TransUnion Headquarters Ahead Of Earnings Figures
Christopher Dilts/Bloomberg

TransUnion publicly disclosed on Thursday that a cyber incident last month impacted more than 4.4 million people in the U.S.

The breach, discovered on July 30, stemmed from unauthorized access to a third-party application that occurred on July 28, TransUnion said in a filing with the Maine attorney general.

The company said the unauthorized access involved personal data stored on a third-party application and did not involve credit reporting data.
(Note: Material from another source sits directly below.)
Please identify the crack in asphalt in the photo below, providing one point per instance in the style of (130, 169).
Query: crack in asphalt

However, the company did not specify what kind of data was involved.

A TransUnion spokesperson said the incident involved "limited personal information for a very small percentage of U.S. consumers."
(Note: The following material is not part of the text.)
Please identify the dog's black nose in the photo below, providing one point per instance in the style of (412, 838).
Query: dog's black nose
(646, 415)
The spokesperson also said the company "quickly contained the issue, which did not involve our core credit database or include credit reports."

State laws and federal regulators require any company that suffers a data breach to offer identity protection services to individual victims, often for one to two years.

In this case, TransUnion offered victims of the data breach 24 months of free credit monitoring through its own service, myTrueIdentity Online.

Potential link to attacks targeting Salesforce

TransUnion did not name the specific third-party application involved in the breach, but it did say the application provided "consumer support operations."

This matches the description of Salesforce, which has recently been the target of social engineering attacks that victimize Salesforce enterprise customers.

When asked about the TransUnion data breach and whether Salesforce was the third party involved in the incident, a spokesperson for Salesforce said the company would not comment on "specific customer issues" and linked to a blog post by the company about protecting against social engineering.

Google's Threat Intelligence Group said in a June analysis it was tracking a financially motivated threat actor, ShinyHunters, specializing in vishing campaigns.

Google said ShinyHunters had successfully breached networks — including Google's own — by having its operators impersonate IT support personnel in telephone-based social engineering calls.

This approach tricked employees, often in English-speaking branches of multinational corporations into actions that granted attackers access or led to the sharing of sensitive credentials, ultimately facilitating the theft of an organization's data, according to Google.

These attacks often targeted Salesforce systems, according to Google, but the cybersecurity researchers pointed out that the threat actor fools employees at the victim organizations rather than exploits any vulnerability in Salesforce software.

Salesforce emphasized this point in a status message about the ongoing social engineering campaigns, saying, "the Salesforce platform has not been compromised, and this issue is not due to any known vulnerability in our technology."

A common ShinyHunters tactic involved deceiving victims into authorizing a malicious connected application, often a modified version of Salesforce's data loader, to their organization's Salesforce portal. This inadvertently granted ShinyHunters significant capabilities to access, query and exfiltrate sensitive information.

Previous TransUnion incident allegedly involved weak password

In March 2022, a threat actor said a password set to "password" compromised a TransUnion South Africa server in a data leak they claimed included millions of personal records.

At the time, TransUnion confirmed the security incident but did not acknowledge whether the company had used a weak password. The credit bureau said in a press release that cybercriminals used an authorized client's credentials to access TransUnion data.